28 April 2014

Drug Discovery Chemistry Conference Round Up, Pt 1

As many of you know, Dan and I were at the CHI Drug Discovery Conference.  Over the next few posts, we will be posting notes, thoughts, and some comments on what happened. First off, I live-tweeted the sessions I was at.  Day 1's highlights are here , Day 2 is here, Day 3 here.  Overall, I really liked the conference and thought the agenda was very high quality (one session was poor, read my tweets and guess which one).  CHI had Dan and me hopping: chairing sessions, moderating round tables, and co-teaching our FBDD course.  I was very lucky to moderate a breakfast roundtable  on Thursday morning on PPIs and Fragments (Small Solutions for Big Problems: Fragments and PPI).  

The table was a huge hit; there were more than 30 people spread over 5 or so tables.  I am pretty sure it was because Rod Hubbard and Dan were there.  I am going to try to capture the discussion, but I am pretty sure I am missing key points, so if people where there and remember things, add them in the comments, or email me and I will edit the post.  The discussion initiated with a reference to a comment that Rod made in his talk the day before: NMR is the preferred method for screening PPIs (over SPR).  He cited two main reasons: NMR is more sensitive to very weak binders and you can do QC on the protein in every samples.  With SPR, once the complex is put on the chip, you have no idea if it is still intact/amenable to screening.  Jan Steyaert asked a question: most of the PPIs we see targeted are stable complexes, while most of the PPIs in nature are transient, why?  This led to the question of whether people are working to stabilize complexes, rather than disrupt?  People agreed that you would need to have a kinetically resolved assay, like a TR-FRET.  I raised the point that you would need a enzymologist to do this, and most biologists these days are pharmacologists.  [As an aside, this is why we focus so strongly on IC50 without knowing really what it means.  For further discussion of this, go ask Pete Kenny about this.]  It was brought up that you could possibly due this by SPR if you  had a a very special "group"[my handwriting sucks under the best of cases, rushing while moderating makes it even worse].  I think the idea is you could go to lower temperatures and start observing kinetics of fragment binding (vs. the normal square sensorgram). 

Someone from the Broad Institute said that they use Thermal Shift for PPIs, no matter what.  However, most of the people don't trust TS, no matter what.  It is cheap and fast, but so full of artifacts and errors.  It's a paradox, a quick, cheap assay for PPIs that everyone uses and no one trusts.  Seems like a classic case of the herd mentality.  

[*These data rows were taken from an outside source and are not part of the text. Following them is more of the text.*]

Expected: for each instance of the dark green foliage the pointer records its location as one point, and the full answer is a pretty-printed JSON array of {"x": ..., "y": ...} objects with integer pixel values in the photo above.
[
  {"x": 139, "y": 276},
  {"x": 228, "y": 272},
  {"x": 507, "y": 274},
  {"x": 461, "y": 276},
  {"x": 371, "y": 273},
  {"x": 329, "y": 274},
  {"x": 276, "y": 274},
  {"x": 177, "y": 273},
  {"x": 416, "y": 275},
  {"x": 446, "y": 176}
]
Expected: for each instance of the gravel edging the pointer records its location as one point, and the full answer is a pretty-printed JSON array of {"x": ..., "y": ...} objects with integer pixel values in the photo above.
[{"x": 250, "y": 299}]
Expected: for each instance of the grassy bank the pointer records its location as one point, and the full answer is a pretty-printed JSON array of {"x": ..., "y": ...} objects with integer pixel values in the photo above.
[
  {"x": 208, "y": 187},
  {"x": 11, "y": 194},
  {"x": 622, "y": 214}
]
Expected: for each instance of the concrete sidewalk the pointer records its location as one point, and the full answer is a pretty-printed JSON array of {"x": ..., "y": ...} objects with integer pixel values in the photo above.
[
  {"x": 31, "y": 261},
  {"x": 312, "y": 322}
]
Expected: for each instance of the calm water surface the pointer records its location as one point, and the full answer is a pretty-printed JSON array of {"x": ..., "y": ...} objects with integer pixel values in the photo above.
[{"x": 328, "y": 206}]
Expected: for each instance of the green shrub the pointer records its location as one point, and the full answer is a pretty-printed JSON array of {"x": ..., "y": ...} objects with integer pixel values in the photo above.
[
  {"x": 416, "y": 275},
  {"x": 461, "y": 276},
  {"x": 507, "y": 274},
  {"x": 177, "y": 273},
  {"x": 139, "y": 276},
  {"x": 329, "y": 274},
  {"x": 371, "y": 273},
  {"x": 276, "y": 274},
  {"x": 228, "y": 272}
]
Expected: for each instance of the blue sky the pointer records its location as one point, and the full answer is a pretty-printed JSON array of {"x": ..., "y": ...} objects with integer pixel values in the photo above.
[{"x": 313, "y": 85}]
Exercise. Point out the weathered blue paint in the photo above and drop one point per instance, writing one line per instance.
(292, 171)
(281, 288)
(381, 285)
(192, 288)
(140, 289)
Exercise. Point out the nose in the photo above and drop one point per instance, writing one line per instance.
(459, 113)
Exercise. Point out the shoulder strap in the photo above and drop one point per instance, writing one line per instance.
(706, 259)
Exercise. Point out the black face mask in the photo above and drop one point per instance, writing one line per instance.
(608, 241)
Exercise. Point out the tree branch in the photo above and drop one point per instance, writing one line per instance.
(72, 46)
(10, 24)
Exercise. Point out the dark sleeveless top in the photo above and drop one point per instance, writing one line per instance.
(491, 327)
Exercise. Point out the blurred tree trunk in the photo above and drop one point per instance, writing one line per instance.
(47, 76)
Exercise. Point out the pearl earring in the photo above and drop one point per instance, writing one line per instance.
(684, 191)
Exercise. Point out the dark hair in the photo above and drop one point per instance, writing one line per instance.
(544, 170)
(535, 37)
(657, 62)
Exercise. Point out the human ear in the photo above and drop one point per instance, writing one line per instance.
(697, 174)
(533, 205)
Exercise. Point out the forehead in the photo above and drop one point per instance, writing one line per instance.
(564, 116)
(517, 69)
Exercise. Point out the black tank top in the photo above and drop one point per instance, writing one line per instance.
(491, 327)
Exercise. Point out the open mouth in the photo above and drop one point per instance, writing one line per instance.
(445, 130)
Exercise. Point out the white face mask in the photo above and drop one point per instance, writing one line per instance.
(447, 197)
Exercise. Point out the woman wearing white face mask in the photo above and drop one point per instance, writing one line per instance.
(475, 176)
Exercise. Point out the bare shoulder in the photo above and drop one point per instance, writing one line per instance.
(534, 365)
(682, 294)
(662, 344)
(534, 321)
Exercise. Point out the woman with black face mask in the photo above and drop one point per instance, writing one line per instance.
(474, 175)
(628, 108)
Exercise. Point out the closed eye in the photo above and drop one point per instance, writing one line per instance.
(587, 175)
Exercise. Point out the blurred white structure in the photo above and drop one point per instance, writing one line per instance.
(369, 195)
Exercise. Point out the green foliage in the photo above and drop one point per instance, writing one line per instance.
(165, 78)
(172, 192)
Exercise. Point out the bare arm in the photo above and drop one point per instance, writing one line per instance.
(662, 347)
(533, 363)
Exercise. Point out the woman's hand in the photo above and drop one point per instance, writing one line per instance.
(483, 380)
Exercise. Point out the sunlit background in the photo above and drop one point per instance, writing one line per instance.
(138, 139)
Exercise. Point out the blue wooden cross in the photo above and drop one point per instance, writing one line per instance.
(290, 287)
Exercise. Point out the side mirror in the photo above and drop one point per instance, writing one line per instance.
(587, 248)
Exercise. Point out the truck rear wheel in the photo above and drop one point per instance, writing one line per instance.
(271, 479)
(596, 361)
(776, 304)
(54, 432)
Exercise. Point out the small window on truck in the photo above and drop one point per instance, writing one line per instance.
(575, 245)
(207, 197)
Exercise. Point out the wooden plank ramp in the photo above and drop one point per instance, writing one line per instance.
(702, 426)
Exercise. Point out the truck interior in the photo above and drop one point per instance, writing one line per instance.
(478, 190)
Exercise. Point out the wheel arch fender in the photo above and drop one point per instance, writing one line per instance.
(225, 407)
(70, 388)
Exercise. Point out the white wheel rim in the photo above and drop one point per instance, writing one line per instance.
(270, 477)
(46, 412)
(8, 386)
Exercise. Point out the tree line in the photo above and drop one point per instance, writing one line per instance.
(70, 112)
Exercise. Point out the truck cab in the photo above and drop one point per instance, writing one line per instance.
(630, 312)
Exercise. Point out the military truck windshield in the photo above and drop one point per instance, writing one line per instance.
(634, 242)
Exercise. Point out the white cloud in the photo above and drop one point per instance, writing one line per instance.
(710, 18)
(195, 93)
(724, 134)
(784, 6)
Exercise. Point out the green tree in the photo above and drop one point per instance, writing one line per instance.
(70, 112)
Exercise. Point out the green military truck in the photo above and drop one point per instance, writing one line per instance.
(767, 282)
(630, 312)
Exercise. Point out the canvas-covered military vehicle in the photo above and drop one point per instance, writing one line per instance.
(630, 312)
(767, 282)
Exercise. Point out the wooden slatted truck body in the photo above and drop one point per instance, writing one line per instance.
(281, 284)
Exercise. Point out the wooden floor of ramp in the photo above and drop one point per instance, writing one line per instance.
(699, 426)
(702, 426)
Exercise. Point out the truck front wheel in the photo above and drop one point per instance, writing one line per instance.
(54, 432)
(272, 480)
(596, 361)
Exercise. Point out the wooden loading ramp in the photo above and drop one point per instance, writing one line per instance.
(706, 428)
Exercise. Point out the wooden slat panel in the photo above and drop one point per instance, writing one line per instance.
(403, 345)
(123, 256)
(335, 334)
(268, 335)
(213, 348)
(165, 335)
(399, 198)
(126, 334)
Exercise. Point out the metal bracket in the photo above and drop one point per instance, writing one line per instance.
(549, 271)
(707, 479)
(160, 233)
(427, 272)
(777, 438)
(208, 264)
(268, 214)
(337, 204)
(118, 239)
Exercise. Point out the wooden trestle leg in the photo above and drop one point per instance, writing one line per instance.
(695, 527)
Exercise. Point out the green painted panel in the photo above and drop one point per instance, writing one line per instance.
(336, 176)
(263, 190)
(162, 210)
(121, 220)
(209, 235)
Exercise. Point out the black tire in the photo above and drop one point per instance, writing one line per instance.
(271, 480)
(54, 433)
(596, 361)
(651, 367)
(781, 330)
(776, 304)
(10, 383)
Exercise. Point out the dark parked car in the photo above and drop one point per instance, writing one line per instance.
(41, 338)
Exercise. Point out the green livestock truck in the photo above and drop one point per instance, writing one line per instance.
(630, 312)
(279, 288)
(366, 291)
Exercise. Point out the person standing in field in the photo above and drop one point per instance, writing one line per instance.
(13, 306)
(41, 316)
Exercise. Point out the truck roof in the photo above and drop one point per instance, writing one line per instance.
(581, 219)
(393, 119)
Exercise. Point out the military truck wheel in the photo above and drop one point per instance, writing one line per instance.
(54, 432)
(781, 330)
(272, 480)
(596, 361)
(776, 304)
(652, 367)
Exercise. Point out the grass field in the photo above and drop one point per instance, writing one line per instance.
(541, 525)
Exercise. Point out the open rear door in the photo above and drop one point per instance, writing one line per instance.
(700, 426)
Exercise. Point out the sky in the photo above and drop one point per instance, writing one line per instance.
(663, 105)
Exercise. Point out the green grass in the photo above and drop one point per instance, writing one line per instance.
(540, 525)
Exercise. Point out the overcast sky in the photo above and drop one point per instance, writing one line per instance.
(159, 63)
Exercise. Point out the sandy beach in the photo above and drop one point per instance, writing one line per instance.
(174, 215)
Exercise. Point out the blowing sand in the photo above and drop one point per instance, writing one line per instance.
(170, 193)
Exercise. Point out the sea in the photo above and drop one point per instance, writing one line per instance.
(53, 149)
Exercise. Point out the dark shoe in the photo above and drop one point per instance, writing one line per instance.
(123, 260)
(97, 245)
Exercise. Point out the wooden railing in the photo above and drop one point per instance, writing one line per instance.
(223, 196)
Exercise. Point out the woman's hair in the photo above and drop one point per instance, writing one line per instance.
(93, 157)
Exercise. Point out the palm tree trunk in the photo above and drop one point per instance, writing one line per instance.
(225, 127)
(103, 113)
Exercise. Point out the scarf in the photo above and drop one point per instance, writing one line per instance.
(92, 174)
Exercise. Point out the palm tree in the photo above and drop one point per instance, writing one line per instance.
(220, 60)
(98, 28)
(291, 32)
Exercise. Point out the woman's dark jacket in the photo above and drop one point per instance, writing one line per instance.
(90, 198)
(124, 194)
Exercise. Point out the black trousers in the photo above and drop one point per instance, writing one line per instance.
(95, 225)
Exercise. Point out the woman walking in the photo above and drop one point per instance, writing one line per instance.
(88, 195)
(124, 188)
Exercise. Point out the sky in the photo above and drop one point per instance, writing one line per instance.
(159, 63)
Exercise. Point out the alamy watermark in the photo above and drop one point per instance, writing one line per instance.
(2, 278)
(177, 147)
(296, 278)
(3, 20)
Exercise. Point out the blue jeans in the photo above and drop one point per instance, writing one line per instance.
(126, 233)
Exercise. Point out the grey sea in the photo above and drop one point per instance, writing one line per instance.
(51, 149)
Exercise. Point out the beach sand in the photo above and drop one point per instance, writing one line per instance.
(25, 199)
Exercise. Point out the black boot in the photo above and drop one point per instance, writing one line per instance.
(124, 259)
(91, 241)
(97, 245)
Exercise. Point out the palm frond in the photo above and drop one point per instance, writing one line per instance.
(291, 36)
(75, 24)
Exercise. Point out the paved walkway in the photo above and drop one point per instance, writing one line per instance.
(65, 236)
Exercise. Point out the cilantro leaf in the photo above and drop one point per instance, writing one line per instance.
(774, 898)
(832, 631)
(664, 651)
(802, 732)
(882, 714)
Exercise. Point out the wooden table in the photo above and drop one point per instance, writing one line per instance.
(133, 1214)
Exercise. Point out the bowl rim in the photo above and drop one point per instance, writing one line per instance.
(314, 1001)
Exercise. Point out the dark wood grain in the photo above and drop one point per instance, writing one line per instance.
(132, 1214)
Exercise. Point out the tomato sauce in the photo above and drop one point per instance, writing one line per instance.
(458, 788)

The discussion then moved on to a key concept for fragment/PPIs: how do you follow up on 3D fragments?  Most people agree that fragments with higher 3D content are better for targeting PPIs.  However, I think, in contrast to 2D fragments, exactly how you prosecute hits in this target class is less straight forward.  I think an important distinction between 2D and 3D fragments in terms of follow up is that linking 3D fragments may actually be relevant and productive, in contrast to how most people view linking 2D fragments.  

As I said above, I am sure I am missing some points, so add them in the comments or email me.  Dan and I will be posting more round up notes over the next week or so, so stay tuned.

1 comment:

P.San. said...

In my experience with SPR and fragments, often running at 4 degrees will not help resolve on/off rater for weak fragments. Perhaps it would be easier for stronger interaction <30 µM, but if you are expecting affinity >100 µM it may be a lot of effort for little reward. A promising technology in this area is DLS, although very much in the emerging stages: http://www.ncbi.nlm.nih.gov/pmc/articles/PMC2808485/

I imagine you could play with this to derive fragment effects on complex KD, and thus derive a Ki as well as answering difficult questions and removing certain common PAINs.